Libraries aren't being built, or when they are, they don't get stocked with books. We could argue the value of a library without books or the wisdom of providing food and drink in a room filled with paper goods and/or electronics, but no intellectual discourse would steer me away from shouting directly into your face that these futuristic visions of the library are "FUCKING FAILURES."
They are not failures in the sense that no one will visit them; they are failures in that these libraries are only disguised as research facilities. Everyone knows that the secret purpose of libraries (well, one of the secret purposes, since there are many... yes, I'm talking about you, Freemasons) is a place where you can make-out or have an orgasm and no one will bother you. I, the.effing.librarian, can even admit that an old girlfriend once flashed me in the library when she was out wearing only a long coat and boots. Okay, it wasn't my girlfriend, it was my roommate Tim. But that still counts, doesn't it?

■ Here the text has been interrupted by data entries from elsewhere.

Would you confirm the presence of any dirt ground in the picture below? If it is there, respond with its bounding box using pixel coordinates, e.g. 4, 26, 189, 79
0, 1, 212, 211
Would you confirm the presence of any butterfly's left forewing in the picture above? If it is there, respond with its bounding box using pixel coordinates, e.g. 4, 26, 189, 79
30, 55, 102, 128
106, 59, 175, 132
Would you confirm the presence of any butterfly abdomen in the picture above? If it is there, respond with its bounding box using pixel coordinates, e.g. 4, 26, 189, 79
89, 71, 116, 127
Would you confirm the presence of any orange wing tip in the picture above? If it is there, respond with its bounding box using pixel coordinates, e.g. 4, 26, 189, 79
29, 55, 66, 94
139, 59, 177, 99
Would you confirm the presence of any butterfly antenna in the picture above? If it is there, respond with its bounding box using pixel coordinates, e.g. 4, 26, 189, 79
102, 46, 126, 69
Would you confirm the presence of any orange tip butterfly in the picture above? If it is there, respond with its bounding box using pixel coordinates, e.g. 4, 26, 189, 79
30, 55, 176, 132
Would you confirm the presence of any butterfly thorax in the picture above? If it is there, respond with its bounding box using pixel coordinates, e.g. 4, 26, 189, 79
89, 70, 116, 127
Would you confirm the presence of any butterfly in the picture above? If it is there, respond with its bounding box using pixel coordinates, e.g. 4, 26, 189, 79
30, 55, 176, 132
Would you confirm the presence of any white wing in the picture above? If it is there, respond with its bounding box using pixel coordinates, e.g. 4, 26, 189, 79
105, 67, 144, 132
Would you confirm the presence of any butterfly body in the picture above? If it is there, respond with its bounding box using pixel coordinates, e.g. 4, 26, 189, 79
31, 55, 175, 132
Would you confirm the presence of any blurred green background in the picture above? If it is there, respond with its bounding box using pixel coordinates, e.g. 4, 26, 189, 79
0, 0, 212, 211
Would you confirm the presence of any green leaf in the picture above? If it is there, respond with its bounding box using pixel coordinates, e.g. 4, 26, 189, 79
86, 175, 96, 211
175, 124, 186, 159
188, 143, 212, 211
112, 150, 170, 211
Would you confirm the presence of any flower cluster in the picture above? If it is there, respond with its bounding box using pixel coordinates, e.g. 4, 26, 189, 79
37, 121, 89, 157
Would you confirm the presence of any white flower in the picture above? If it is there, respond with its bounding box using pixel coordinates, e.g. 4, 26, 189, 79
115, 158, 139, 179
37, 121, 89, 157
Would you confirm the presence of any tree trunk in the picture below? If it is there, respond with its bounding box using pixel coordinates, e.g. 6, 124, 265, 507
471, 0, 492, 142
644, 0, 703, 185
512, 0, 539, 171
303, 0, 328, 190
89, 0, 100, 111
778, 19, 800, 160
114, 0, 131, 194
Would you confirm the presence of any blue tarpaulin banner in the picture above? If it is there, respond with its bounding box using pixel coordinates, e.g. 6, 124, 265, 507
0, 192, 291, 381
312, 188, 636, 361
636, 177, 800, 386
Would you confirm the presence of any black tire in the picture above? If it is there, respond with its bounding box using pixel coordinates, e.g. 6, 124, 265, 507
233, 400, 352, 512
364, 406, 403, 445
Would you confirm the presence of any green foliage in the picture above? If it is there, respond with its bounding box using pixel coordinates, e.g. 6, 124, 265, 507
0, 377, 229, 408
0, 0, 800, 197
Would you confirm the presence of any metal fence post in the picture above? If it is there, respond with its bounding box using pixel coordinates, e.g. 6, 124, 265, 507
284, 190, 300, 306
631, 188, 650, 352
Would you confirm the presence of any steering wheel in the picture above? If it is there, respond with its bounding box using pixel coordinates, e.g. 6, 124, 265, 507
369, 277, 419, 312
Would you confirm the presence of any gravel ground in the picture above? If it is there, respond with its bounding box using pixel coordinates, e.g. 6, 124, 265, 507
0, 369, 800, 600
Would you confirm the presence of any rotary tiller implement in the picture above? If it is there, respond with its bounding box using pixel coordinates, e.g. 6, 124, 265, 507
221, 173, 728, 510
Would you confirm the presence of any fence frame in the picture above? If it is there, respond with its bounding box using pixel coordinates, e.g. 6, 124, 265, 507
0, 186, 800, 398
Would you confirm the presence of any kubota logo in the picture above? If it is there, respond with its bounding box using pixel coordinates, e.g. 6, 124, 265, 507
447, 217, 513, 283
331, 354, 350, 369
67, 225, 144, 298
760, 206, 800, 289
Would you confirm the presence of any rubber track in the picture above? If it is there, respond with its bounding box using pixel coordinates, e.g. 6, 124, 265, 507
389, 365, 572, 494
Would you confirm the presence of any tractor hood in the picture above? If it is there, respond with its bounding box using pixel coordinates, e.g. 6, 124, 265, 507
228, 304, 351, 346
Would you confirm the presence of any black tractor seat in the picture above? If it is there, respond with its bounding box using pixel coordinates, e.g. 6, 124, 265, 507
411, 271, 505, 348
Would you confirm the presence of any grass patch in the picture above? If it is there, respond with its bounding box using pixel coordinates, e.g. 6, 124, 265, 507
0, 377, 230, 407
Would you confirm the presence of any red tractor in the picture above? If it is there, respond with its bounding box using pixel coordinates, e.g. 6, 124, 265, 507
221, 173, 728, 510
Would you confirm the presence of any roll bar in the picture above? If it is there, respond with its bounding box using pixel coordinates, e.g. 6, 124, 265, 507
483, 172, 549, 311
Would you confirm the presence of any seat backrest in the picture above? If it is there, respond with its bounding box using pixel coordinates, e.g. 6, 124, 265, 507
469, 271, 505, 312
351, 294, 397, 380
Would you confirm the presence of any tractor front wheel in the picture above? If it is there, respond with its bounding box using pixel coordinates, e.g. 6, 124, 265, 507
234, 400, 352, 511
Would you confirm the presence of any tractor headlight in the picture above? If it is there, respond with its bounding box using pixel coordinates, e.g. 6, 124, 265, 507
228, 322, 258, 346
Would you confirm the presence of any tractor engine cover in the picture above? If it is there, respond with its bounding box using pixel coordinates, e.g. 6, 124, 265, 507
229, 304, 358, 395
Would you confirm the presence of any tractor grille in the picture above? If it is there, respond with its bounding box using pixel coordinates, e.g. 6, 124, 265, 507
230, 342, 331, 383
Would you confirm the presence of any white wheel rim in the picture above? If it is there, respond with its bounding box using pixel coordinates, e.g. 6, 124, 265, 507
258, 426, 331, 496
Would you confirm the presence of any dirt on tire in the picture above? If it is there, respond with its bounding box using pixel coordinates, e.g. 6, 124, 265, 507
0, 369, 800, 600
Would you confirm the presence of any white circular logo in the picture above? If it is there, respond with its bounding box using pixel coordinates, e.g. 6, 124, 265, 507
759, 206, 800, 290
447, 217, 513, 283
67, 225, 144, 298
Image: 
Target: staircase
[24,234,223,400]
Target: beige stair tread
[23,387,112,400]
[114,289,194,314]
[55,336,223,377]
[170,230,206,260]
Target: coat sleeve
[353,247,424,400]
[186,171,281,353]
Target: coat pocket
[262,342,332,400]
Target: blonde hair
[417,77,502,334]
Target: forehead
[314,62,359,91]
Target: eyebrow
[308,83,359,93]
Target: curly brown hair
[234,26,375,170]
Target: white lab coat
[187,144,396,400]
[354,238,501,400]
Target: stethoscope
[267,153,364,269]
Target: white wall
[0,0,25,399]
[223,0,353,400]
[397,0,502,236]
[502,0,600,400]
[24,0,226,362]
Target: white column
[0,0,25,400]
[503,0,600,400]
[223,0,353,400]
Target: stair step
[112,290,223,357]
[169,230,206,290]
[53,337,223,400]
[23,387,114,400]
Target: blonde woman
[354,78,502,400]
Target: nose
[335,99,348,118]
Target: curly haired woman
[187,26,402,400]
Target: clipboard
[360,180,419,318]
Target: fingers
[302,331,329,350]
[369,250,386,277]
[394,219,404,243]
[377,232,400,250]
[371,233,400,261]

But these new "libraries" only offer Internet. Yes, you can download econtent, but who the hell is going to do that? What visitors are going to do, based on what I see in my library, is watch hentai animation clips on the computer and then pretend to take their phones out of their pockets 150 times over and over and over until they rub themselves into bliss.
Maxim magazine has a cheerful illustration explaining the intended use versus the real use of library spaces at every university, and other than misdirecting their punchline (they put "Masturbating" somewhere in the middle of the list when it should clearly, for the sake of comedy, be placed last), it seems pretty accurate.
So when these new libraries open without books, they flaunt the oldest library secret: libraries are places for learning about sex. But historically, sex has been confined to dirty books. But no longer.
I used to think that having perverts watching porn on library computers was a violation of the noble purpose of the library until I had the revelation that it isn't. What I mean is, libraries should be for research and education, but SECRETLY for enjoying porn. Whatever became of texts like, Fanny Hill? Or teens sneaking a peek at Tropic of Cancer? Every naked body or sexual depiction should be a secret pleasure earned by the seeker through a diligent pursuit, or by having an older brother who shows it to him, not by simply googling it. (note: everything I know about Fanny Hill or Tropic of Cancer I learned from Potsie and Ralph on Happy Days.)
But the Internet exposed the secret. And so the library lost its power. Porn is available to everyone through the Internet. Except for the secret stash at The Vatican. And the only way you'll ever get to see that treasure of porn is if you can get your hands on the Pope's library card. I hear that's what Dan Brown's next book is about: The Pope's Overdues.
And for a while I was angered by those opposing porn filtering. But now I understand. They know that the secret has been lost. I first thought they wanted Internet porn in libraries based on some interpretation of free will where people should have the ability to pursue their interests, no matter how base of vile.
But now I know the truth. They only want the best for libraries. So when they say they don't support Internet filtering in libraries, they understand that unfiltered, porn-loaded, donkey-mounted, scat-sandwiched, golden-showered, bukakied, hairy-assed, wet, sloppy sex is what the public wants. And it's not just what the public wants; it's what libraries have always given them, but which was shrouded within aisles of arcanely labeled books.
So access to sexual material is the library's legacy. People have always wanted sex from libraries. The Internet is just the latest porn delivery system. Come into our library any day and see dozens of people viewing porn on our Internet computers. If you're lucky, you might catch one kid peeking between the covers of The Lesbian Sex Book. Dirty books don"t have the pull they once had. And so free access to online sex will probably prove to be the salvation of libraries.